In many respects, it is comforting that the international regulatory community is not departing from the path well-trodden when it comes to developing principles, practices or guidelines for climate-related risks; but at the same time, it is unclear whether climate-related risk is ready for prime time in terms of having its own international standard even in the medium term. Given the significant amount of work that needs to be done to improve data and analytics in relation to climate-related risk and how those translate to the contexts of individual jurisdictions, the international regulatory community should proceed in a deliberative manner before moving to a set of principles, practices or guidelines that are then used in jurisdictional assessments. Such assessments have real consequences in terms of cross-border banking and the efficiency to which such services can be provided to customers globally. For example, many regulators will look to IMF FSAP results and other sectoral assessments when assessing whether firms from a particular jurisdiction should receive equivalent treatment to local institutions or some form of regulatory deference or substituted compliance. If a jurisdiction has a rating of “noncompliance” it could create additional regulatory hurdles for its institutions operating on a cross-border basis.

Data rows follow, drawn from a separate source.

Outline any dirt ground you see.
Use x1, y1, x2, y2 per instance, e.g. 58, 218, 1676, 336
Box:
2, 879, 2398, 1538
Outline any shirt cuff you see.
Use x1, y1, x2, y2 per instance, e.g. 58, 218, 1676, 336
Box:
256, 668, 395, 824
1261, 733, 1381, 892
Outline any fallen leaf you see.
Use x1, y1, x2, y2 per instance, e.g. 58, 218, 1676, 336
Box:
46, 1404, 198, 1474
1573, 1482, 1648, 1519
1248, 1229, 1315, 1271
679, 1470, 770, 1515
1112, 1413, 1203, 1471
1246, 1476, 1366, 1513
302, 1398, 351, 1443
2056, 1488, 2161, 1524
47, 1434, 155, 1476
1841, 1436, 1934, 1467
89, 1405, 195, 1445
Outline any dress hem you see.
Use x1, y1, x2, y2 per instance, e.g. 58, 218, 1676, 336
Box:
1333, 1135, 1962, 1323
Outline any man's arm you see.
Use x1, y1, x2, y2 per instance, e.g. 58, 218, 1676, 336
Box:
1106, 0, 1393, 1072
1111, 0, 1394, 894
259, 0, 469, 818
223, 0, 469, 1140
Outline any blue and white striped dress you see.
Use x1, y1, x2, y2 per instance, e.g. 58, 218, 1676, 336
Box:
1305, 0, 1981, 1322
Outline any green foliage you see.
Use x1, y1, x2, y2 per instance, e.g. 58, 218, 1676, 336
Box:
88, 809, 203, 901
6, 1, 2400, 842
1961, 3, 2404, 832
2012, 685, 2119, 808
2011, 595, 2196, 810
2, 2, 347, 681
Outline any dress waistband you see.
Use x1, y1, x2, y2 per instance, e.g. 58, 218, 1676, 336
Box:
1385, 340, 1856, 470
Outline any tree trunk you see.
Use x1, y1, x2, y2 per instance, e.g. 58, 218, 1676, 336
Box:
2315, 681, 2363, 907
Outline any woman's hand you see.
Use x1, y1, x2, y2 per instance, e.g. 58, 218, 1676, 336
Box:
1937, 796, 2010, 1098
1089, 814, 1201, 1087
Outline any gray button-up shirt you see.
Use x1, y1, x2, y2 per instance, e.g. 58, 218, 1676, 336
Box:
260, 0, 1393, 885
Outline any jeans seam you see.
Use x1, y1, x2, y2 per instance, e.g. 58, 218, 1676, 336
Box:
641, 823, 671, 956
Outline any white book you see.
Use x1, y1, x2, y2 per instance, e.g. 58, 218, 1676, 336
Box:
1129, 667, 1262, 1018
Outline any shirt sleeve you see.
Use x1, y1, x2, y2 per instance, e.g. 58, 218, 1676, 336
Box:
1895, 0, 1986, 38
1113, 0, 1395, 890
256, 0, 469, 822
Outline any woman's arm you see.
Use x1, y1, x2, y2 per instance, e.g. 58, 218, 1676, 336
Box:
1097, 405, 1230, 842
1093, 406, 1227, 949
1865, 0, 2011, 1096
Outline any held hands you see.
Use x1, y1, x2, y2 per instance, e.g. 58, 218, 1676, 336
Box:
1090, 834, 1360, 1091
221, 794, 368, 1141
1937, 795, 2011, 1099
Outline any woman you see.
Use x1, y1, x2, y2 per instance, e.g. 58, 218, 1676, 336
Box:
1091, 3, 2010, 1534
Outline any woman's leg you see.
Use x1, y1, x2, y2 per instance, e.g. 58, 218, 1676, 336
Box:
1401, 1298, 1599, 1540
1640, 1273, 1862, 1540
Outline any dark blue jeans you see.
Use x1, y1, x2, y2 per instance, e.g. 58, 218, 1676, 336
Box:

Maybe the Roadmap won’t lead all the way to the Compendium of Standards, in which case individual jurisdictions can proceed at their own desired paces, but if an international standard is the final destination, then due care and attention should be taken to ensure that such a standard is truly risk-based, focused and does not inadvertently become a tool that hinders cross-border banking, which of course will be essential for mobilizing transition financing at a global level in the move to a low-carbon economy.
[1] The Compendium of Standards lists the various economic and financial standards—by both subject area and issuing body—that are internationally accepted as important for sound, stable and well-functioning financial systems. The Compendium is an initiative of the FSB and is a joint product with relevant international standard-setting bodies.
[2] For example, assessment methodologies have been developed for inter alia the Core Principles for Effective Banking Supervision, the IADI Core Principles for Effective Deposit Insurance Systems and the FSB’s Key Attributes of Effective Resolution Regimes for Financial Institutions.
[3] International standards can take the form of principles, practices or guidelines. Principles are fundamental tenets pertaining to a broad policy area. Principles are usually set out in a general way to suit country circumstances. Practices are more specific and spell out the practical application of the principles (drawing on country experiences) within a more narrowly defined context. Guidelines provide detailed guidance on steps to be taken or requirements to be met in a particular area.